“Oh, of course, not. I shouldn’t dare. And please hurry. I don’t see how I will ever be able to get in. At any moment I might meet some one I know. Think of what that would be! I had no idea this was going to be so terrible. It’s not easy to do wrong.”
“Do wrong?” echoed the man, in a tone of tender, though somewhat hurried, reproof. “Don’t say such foolish things. We have a right to happiness. Oh—er—haven’t you got a veil you could put on when you enter the Gare? It would be better.”
A bell rang within the building, and the woman gave a suppressed shriek.
“Oh, go—go!” she cried wildly. “Don’t stop to talk now. That may be the train. What would happen if we missed it?”
The bell struck him into action, too, and he hurried off, swaying between the two heavy valises.

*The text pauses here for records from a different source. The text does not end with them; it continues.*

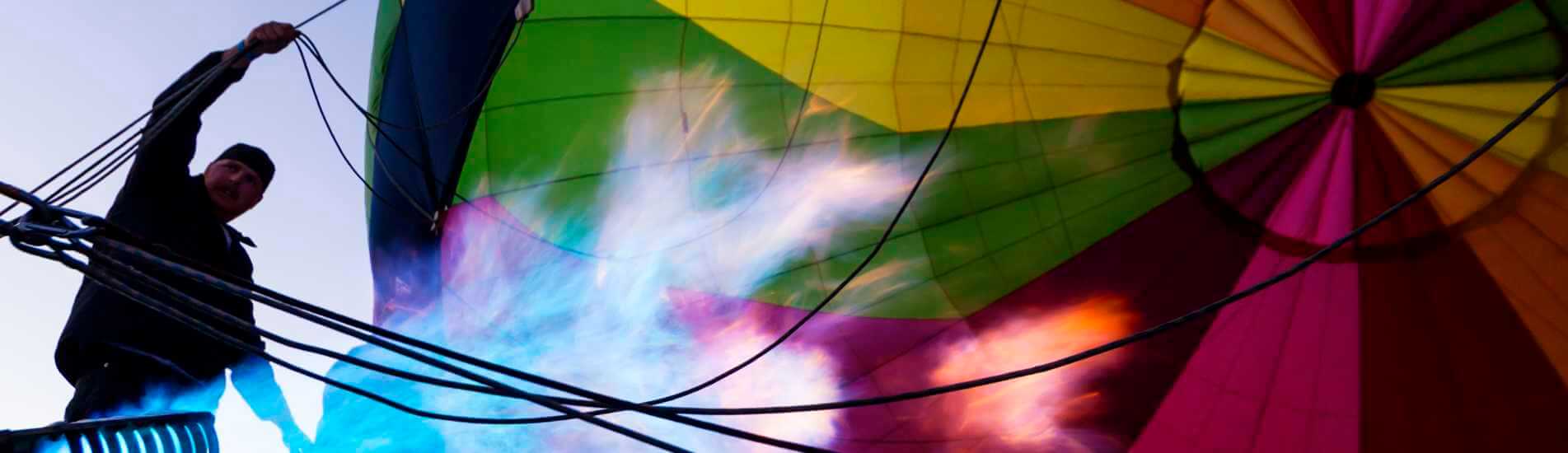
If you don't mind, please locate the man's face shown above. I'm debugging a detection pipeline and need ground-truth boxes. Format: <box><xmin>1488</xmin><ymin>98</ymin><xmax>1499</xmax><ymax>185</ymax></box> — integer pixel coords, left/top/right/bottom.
<box><xmin>202</xmin><ymin>158</ymin><xmax>267</xmax><ymax>221</ymax></box>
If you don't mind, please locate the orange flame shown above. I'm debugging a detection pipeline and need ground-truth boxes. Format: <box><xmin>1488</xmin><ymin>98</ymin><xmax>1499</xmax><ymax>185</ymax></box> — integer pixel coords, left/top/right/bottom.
<box><xmin>927</xmin><ymin>298</ymin><xmax>1135</xmax><ymax>448</ymax></box>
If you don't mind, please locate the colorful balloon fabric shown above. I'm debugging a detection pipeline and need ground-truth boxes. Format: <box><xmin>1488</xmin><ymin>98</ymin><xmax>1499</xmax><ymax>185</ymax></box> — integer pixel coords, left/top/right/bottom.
<box><xmin>365</xmin><ymin>0</ymin><xmax>1568</xmax><ymax>451</ymax></box>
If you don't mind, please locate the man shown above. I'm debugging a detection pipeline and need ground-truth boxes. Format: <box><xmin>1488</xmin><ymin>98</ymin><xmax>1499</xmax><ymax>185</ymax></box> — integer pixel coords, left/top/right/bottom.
<box><xmin>55</xmin><ymin>22</ymin><xmax>309</xmax><ymax>450</ymax></box>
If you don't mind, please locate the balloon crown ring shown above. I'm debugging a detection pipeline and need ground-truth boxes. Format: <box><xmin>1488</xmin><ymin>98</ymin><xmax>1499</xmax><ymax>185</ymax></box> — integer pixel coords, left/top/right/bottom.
<box><xmin>1328</xmin><ymin>72</ymin><xmax>1377</xmax><ymax>106</ymax></box>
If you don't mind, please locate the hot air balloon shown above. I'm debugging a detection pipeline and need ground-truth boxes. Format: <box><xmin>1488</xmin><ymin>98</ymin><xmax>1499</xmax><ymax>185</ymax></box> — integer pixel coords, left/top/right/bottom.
<box><xmin>349</xmin><ymin>0</ymin><xmax>1568</xmax><ymax>451</ymax></box>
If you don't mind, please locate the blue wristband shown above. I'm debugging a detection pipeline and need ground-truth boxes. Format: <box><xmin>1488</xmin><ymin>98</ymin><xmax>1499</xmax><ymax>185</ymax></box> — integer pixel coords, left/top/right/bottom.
<box><xmin>235</xmin><ymin>40</ymin><xmax>260</xmax><ymax>61</ymax></box>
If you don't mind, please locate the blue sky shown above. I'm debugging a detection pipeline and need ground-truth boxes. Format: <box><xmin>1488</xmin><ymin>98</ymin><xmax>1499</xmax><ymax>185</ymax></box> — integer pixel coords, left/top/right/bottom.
<box><xmin>0</xmin><ymin>0</ymin><xmax>377</xmax><ymax>451</ymax></box>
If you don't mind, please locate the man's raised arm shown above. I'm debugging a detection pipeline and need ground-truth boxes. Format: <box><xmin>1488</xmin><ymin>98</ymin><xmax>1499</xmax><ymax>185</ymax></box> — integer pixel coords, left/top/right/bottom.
<box><xmin>127</xmin><ymin>22</ymin><xmax>299</xmax><ymax>186</ymax></box>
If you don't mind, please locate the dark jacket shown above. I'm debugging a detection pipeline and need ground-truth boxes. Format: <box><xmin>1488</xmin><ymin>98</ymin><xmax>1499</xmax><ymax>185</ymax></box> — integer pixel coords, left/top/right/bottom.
<box><xmin>55</xmin><ymin>52</ymin><xmax>262</xmax><ymax>382</ymax></box>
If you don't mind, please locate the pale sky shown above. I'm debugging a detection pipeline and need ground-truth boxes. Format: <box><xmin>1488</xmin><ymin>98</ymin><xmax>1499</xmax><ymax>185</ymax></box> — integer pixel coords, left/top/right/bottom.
<box><xmin>0</xmin><ymin>0</ymin><xmax>377</xmax><ymax>451</ymax></box>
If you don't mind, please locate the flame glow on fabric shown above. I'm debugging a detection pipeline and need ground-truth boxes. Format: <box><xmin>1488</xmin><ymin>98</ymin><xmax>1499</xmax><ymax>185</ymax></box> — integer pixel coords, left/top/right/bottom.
<box><xmin>355</xmin><ymin>0</ymin><xmax>1568</xmax><ymax>451</ymax></box>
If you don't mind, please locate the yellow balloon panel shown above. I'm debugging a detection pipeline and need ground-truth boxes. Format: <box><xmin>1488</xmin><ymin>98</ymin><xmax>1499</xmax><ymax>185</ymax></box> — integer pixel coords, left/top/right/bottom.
<box><xmin>660</xmin><ymin>0</ymin><xmax>1191</xmax><ymax>132</ymax></box>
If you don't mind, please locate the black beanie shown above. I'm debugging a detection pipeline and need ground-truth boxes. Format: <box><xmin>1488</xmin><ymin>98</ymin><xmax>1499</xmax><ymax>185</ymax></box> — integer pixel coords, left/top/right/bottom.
<box><xmin>218</xmin><ymin>142</ymin><xmax>278</xmax><ymax>186</ymax></box>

Celia, from her station near the wall, was too smitten by the sudden revelation before her to have will to move. So she was eloping, this baby-cheeked creature, whose kindly impulse had prompted her to buy the Clytie from the frost-nipped boy on the bridge. Without any natural predisposition in that direction, she was going the way of the Devil, and even at this stage stood aghast, bemused, and terrified at what she had done.
The Frenchwoman moved forward into the light, and stood for a moment watching her departing lover. Then she began to send fearful glances up and down the street. Celia thought she could hear her breathing, and the thumping of her heart. It was not hard to see how she had been cajoled and overruled.
Suddenly, from the fullness of her heart her mouth spoke: “Oh, I want to go home.” She spoke aloud, making at the same moment a gesture of clasping her hands. Her face took on an expression as near to resolution as possible. Its flower-soft curves stiffened. Her lover was gone, and her hypnotized will was struggling to life.
She turned desperately toward the line of carriages and beckoned to the cocher of the nearest one, then dropped the raised hand to her wrist, where the bag had hung. It encountered nothing, and in a moment she remembered that her purse was with the man.
“Good God!” she said, and this time the violent Gallic ejaculation sounded appropriate.